"The era of the 'AI Gold Rush' has begun with the advent of ChatGPT." Last year, the bubble burst in the virtual asset market and a storm of layoffs swept through Silicon Valley in the United States, but now Silicon Valley is experiencing an unexpected boom thanks to the generative artificial intelligence (AI) craze exemplified by ChatGPT.
According to PitchBook, a US market research firm, venture capitalists poured $11 billion (approximately 14.4 trillion KRW) into Silicon Valley AI startups in May alone. This represents an 86% increase compared to the same month last year.
Brendan Burke, an analyst at PitchBook, said, "Venture capitalists (VCs) are competitively investing in popular AI startups, leading to a strong concentration of AI investments, while reducing investments in relatively less profitable software companies."

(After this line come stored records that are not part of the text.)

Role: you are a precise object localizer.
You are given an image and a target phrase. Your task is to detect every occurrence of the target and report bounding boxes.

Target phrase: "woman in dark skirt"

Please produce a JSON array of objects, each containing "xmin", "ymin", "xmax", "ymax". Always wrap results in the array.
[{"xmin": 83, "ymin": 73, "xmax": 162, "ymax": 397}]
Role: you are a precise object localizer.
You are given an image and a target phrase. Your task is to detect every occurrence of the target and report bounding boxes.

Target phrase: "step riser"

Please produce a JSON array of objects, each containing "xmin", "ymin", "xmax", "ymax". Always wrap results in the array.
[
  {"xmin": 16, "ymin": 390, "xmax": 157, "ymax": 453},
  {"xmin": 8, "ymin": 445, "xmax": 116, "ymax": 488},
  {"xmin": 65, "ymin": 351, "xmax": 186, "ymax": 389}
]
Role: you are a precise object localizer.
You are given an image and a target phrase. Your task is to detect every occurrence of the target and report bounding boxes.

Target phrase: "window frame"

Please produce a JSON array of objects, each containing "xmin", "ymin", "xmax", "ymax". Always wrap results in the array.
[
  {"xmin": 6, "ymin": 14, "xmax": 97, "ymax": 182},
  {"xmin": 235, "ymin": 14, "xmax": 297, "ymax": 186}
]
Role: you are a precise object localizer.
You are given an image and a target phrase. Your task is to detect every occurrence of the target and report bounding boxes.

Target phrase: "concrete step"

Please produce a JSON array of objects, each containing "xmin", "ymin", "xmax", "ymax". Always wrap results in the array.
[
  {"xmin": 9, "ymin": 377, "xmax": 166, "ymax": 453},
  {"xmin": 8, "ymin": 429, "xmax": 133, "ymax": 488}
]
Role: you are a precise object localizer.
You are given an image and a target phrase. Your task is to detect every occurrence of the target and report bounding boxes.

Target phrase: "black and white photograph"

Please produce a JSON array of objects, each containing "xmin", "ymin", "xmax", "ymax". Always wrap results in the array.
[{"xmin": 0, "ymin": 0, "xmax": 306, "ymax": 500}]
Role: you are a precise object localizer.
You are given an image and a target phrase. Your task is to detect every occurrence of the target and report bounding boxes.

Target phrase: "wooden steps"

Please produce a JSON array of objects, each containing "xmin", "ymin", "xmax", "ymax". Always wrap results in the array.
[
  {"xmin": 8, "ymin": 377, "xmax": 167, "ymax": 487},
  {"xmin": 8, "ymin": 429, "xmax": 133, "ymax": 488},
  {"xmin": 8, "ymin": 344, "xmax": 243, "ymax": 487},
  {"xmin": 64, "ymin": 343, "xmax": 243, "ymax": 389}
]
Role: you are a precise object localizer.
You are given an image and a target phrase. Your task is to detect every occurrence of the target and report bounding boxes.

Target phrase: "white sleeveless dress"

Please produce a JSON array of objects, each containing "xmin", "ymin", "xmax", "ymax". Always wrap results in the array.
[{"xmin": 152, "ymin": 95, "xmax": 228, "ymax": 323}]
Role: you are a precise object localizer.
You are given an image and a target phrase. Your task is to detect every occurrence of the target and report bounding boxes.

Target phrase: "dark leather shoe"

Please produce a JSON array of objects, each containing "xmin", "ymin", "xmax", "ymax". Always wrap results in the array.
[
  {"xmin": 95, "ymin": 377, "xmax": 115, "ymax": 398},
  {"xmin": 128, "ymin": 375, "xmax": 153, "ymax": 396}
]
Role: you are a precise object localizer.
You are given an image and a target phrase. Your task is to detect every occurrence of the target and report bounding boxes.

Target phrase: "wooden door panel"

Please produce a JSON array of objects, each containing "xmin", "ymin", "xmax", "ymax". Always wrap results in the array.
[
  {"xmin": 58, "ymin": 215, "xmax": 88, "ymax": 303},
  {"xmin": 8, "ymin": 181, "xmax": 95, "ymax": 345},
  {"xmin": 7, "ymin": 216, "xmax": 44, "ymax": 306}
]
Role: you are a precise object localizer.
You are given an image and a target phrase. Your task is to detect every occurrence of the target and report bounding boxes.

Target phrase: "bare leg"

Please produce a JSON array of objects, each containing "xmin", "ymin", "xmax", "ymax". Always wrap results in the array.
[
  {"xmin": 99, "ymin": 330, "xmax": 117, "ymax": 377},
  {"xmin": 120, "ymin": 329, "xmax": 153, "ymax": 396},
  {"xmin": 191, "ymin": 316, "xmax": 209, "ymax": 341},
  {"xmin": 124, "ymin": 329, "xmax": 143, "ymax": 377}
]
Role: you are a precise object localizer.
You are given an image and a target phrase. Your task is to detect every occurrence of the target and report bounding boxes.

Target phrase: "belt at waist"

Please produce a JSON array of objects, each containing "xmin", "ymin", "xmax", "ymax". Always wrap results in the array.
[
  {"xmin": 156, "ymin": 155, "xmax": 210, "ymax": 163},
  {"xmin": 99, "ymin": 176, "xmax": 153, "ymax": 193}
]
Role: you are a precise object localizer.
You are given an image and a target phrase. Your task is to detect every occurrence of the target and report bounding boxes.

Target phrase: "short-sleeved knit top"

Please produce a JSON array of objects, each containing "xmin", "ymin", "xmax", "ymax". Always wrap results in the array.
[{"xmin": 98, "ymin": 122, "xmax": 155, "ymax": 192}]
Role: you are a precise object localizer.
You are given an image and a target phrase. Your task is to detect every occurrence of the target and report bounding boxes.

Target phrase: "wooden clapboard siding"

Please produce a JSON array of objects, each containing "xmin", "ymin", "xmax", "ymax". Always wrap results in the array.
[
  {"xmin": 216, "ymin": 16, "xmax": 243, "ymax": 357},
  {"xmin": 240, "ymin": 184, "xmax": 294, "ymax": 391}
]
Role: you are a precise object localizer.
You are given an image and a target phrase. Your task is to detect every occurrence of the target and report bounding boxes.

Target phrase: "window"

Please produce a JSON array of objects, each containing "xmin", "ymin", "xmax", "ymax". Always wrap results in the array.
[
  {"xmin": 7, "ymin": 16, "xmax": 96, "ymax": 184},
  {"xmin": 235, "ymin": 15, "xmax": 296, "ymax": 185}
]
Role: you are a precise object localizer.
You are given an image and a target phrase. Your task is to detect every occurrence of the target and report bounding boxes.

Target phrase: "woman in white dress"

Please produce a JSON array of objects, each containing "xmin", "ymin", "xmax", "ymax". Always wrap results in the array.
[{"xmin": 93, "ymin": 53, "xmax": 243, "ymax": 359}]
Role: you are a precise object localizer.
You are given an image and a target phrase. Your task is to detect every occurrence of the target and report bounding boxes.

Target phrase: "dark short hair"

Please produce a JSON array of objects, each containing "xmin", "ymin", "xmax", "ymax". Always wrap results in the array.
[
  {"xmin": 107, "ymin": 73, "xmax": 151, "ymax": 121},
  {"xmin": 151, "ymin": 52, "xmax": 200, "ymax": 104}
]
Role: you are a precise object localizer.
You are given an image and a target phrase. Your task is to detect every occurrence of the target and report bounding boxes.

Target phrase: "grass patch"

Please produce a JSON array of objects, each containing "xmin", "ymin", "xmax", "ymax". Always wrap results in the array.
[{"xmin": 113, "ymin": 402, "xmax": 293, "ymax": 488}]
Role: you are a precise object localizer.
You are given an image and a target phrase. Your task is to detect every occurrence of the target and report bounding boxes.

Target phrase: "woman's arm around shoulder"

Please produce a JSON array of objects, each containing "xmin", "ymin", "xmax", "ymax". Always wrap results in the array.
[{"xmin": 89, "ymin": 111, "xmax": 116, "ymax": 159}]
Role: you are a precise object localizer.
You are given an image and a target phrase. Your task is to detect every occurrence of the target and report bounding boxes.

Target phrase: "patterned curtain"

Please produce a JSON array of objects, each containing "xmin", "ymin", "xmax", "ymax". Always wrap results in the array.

Subrat Booshan, a CEO and AI expert formerly of Meta who founded a generative AI startup, recently raised $5.25 million (about 680 million KRW) from Sequoia Capital, a leading VC in Silicon Valley. Booshan explained that the fundraising was completed within a week of launching the investment round.
The Washington Post (WP) identified US semiconductor company Nvidia as the biggest beneficiary of the 'AI Gold Rush.' Nvidia, which has virtually monopolized the global AI semiconductor market, saw its stock price soar about fourfold from the end of 2019 to recently as market funds poured in on expectations of AI demand.
Recently, the company projected second-quarter revenue of $11 billion, three times the market consensus, and on the 25th, its intraday stock price surged 24% compared to the previous close. Nvidia's market capitalization reached $971.4 billion (as of the close on the 2nd), making it the first semiconductor company to approach a $1 trillion market cap.
Thanks to the AI craze, the Nasdaq market, which had been in free fall, also reversed to an upward trend. WP evaluated, "Wall Street declared the decade-long bull market of big tech was over, but thanks to ChatGPT's performance, it quickly reversed upward." The Nasdaq 100 index, composed mainly of big tech companies, fell 33% over the past year, losing about one-third of its total market capitalization and a significant portion of the wealth accumulated over the past decade, but it has risen 31% so far this year.